UNM Team Developing Quantum Sensor for Potential Use in Medicine, Defense, Oil Exploration
(UNM.edu) A team of researchers from The University of New Mexico and its Center for High Technology Materials (CHTM) is working to develop a quantum sensor for determining the chemical composition of trace quantities of samples. The technology could have a big impact on numerous scientific fields, ranging from analytic chemistry to single-cell biology.
The UNM team is led by Victor Acosta, assistant professor in the Department of Physics & Astronomy and CHTM, in conjunction with Andrey Jarmola, University of California, Berkeley Department of Physics, and CEO of ODMR Technologies Inc.
The researchers integrated a diamond quantum sensor into a microfluidic platform that shuttled fluids between a strong permanent magnet – “like refrigerator magnets,” he explained – and a carefully-controlled electromagnet.

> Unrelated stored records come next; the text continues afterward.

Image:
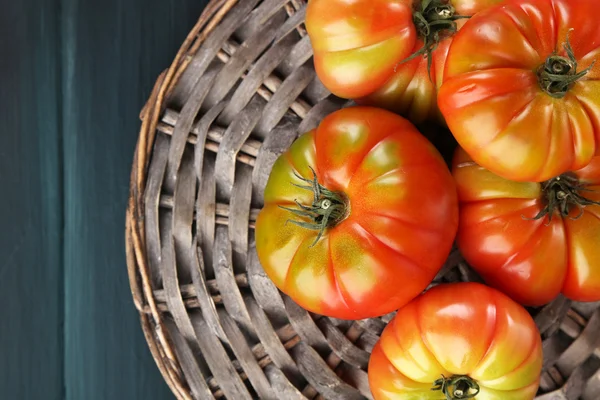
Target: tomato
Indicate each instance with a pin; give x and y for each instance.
(521, 92)
(455, 341)
(531, 260)
(373, 232)
(361, 49)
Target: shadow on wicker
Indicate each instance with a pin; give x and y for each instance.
(239, 91)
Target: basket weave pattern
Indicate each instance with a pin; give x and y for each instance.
(240, 90)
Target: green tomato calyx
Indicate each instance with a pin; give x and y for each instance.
(558, 74)
(434, 20)
(326, 211)
(457, 387)
(563, 194)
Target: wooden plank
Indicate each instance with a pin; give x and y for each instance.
(113, 52)
(30, 184)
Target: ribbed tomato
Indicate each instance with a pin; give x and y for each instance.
(521, 90)
(359, 215)
(458, 341)
(361, 49)
(532, 240)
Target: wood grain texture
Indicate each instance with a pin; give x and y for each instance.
(31, 202)
(112, 53)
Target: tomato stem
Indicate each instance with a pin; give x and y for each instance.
(562, 194)
(558, 74)
(457, 387)
(326, 211)
(434, 20)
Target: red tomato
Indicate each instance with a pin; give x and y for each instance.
(532, 260)
(375, 230)
(360, 47)
(458, 339)
(515, 98)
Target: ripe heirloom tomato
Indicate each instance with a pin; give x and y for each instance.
(521, 91)
(361, 49)
(359, 215)
(531, 240)
(458, 341)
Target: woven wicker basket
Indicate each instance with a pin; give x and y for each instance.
(239, 91)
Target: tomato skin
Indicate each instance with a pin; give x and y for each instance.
(493, 103)
(359, 46)
(532, 261)
(458, 329)
(401, 225)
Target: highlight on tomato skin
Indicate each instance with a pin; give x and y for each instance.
(359, 215)
(387, 53)
(533, 241)
(458, 341)
(521, 91)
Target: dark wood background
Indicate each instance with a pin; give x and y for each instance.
(74, 75)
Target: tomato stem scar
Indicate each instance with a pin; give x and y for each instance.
(562, 194)
(434, 21)
(558, 74)
(328, 208)
(457, 387)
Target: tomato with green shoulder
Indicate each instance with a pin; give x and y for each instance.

They were able to register NMR spectra of picoliter-volumes of fluids with a higher sensitivity and spectral resolution than was possible in previous work. This allowed them to perform, for the first time with diamond quantum sensors, two-dimensional NMR spectroscopy, an important technique for quantifying the molecular composition of complex bodily fluids and identifying the structure of proteins.
The team’s diamond quantum sensor technology has already attracted commercial interest. Research team member Jarmola’s start-up is working towards commercializing the technology.